アレクサンドルは手のひらでアマルを指し示し、国王に紹介する。
「紹介してもいいか? 私の息子、アマル・アレックスだ」
「ああ、ずっと会える日を心待ちにしていた。母は会っていたようだが、私が彼に会うのは初めてだから」
国王は処刑台を見上げ、感慨深そうな目で台の上に立つアマルを見つめた。
アマルは右手を胸にあて挨拶する。
「アレクサンドル・シュヴァルザの長男、アマル・アレックス・シュヴァルザです。そしてこの女性が……」
アマルはジェインの腰に手を添えて、前に一歩進ませた。
「私の婚約者で、ジェイン・バーヴェイト。婚姻許可証はすでに取っております」
「いつ!?」
ジェインは驚いて国王に挨拶をする前にアマルに振り返ってしまった。
「言ったろ。準備して戻ると。許可証を取るのにかなり金を積んだんだ」
アマルはそう言ってジェインにウインクした。
「国王陛下、少し急ぐことがあるので、少々お時間を頂いてもよろしいですか?」
「私も先が短い。だから何事も手短に済ませてくれ」
「承知しました」
アマルは陛下に一礼をすると、ジェインを自分の方へ身体ごと向かせる。
「生涯ジェインだけを愛し支える事を神に誓う。ジェインも俺を生涯愛し支え合うと神に誓えるか?」
「え?」
「ほら早く、誓え。社交界のしがらみとやらが飛び出す前に」
「誓います」
アマルはジェインを抱き寄せてキスをしてきた。
民衆からは驚きの声と、ちらほら溜息交じりの浮かれた声も聞こえる。
アマルはキスを終えると、断頭台に立つ司祭に声を掛けた。
「司祭、見届けたな?」
「え? は、はあ……」
「結婚した。スクードベリー伯第一継承者のジェインが王の盾だ」
アレクサンドルが国王陛下に向かって催促する。二人は気心知れた仲のようで、おそらくずっと交流があったのだ。

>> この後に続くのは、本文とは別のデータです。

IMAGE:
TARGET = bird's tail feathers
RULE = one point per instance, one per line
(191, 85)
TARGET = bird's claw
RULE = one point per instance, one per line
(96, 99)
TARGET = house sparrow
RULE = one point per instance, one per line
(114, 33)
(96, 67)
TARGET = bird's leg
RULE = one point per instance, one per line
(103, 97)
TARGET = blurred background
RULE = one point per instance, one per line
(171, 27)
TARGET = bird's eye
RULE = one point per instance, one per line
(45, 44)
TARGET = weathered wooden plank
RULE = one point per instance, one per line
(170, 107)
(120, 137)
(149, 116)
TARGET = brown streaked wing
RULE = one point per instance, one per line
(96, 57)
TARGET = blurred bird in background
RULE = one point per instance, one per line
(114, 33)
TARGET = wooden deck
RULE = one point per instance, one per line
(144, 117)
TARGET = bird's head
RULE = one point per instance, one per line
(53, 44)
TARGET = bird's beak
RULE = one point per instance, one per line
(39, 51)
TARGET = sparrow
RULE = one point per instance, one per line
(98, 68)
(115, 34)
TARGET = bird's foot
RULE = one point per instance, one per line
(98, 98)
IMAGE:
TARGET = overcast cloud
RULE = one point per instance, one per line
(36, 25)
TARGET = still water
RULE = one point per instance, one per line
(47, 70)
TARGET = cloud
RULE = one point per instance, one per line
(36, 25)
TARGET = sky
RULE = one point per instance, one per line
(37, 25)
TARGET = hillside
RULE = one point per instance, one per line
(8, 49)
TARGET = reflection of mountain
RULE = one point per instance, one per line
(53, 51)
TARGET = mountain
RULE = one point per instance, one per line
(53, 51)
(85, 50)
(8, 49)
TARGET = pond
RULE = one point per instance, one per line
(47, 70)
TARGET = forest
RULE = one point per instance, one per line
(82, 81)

「先が短いのなら、すぐに爵位の承認をした方がいいんじゃないか」
「そうだな。生きているうちに、この場で爵位継承を認めよう」
ジェインは立ち尽くし動けなくなっていた。
アマルは、そんなジェインの顔に残る涙の跡を拭い去る。
「安心しろ。後日盛大な式を挙げるから」
そして、自分の腰に携えていた剣を引き抜き、ジェインに渡した。
「さあ、王の盾」
ジェインは剣を受け取ると、呆然としていた頭を振り払い、アマルを見て頷いた。
鋭い視線に変わったジェインが向かうのは、王族席、アンセルムの元。
アンセルムは立ち上がり、逃げようとするが、真後ろにはすでにスクードベリーの軍が取り囲んで逃げられないようにしていた。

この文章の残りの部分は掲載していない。